Les trois derniers épisodes de la saga propulsent l’équipe dans l’espace. Le moins que l’on puisse dire est que ça tabasse. Alliances, trahison, règlements de compte, retrouvailles, l’ensemble bouge beaucoup. Les héros en prennent plein les gencives, notamment Cyborg, proprement démembré en place publique (là non plus, je n’ai pas lu la suite, mais j’ai bien l’impression que Wolfman va se servir du « reformatage » et de la « reconstruction » du personnage par la suite).

RCO015_1566200295

L’une des forces du récit est de montrer la solidarité du groupe, qui sait désormais travailler ensemble (les Titans ont appris à tirer parti des pouvoirs de Jericho tout en protégeant ce dernier). L’autre point fort se trouve dans le retour, quand cette mission fait peser ses conséquences sur l’équipe, en termes de fatigue et de traumatisme. Et puisque l’on parle de conséquences, il faut souligner que le dernier chapitre se conclut sur l’apparition de Troia, nouvelle identité de Donna.

RCO024_1566200345

Les origines de la jeune héroïne seront revisitées par la suite, notamment par Jay Faerber, là encore afin de mieux coller à la continuité. Mais pour l’heure, cette version tiendra quelque temps. Le TPB rassemble cette saga, précédée de l’épisode « Who is Wonder Girl? », issu de The New Teen Titans et dans lequel Dick Grayson tente d’éclairer le passé de son ami, et du mariage de Donna et Terry. Elle est également suivie d’un court épisode illustré par Phil Jimenez et situé après la « mort » de Donna.
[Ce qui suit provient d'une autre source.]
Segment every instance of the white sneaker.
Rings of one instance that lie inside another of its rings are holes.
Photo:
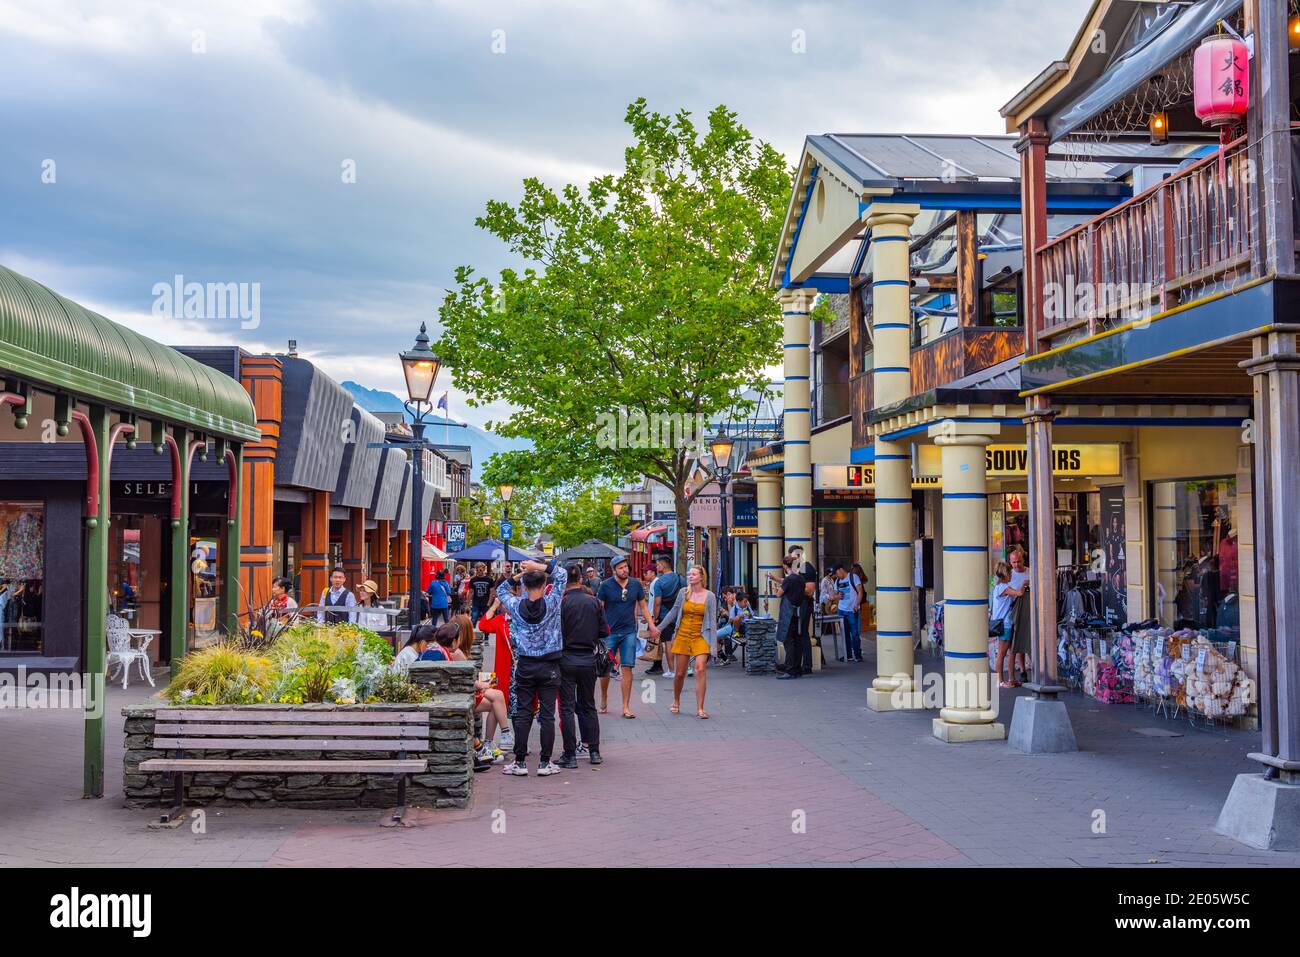
[[[558,770],[558,768],[557,768],[556,770]],[[513,774],[513,775],[516,775],[516,776],[518,776],[518,777],[527,777],[527,776],[528,776],[528,765],[526,765],[526,764],[520,764],[520,763],[519,763],[518,761],[516,761],[514,758],[511,758],[511,759],[510,759],[510,763],[507,764],[504,768],[501,769],[501,773],[502,773],[502,774]],[[551,772],[551,773],[553,774],[553,773],[555,773],[555,772]]]
[[[661,678],[668,678],[668,679],[671,680],[671,679],[677,677],[677,672],[675,672],[675,671],[665,671],[665,672],[664,672],[662,675],[660,675],[659,677],[661,677]]]
[[[515,749],[515,736],[508,731],[502,731],[497,736],[497,747],[502,751],[513,751]]]
[[[554,761],[547,761],[545,764],[543,764],[541,767],[537,769],[537,776],[539,778],[545,778],[545,777],[549,777],[552,774],[559,774],[563,770],[564,769],[560,767],[558,764],[556,764]]]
Le sommaire donc un peu disparate rend l’approche du personnage peut-être confuse, malgré la présence d’un petit encadrement éditorial destiné à l’éclairer. En plus de ce sommaire désordonné, le choix de l’équipe éditorial a été de supprimer les planches liées à des événements extérieurs, à l’exemple du cross-over Invasion ou de la mort de Jason Todd : les cinq épisodes de « Who is Donna Troy? » et son épilogue dans le numéro 55 sont présentés à la file, d’un bloc. Cela ne nuit guère à la lecture mais on sent, à des détails de ce genre, que les préoccupations éditoriales ont bien évolué en quinze ans, dans la constitution d’un TPB.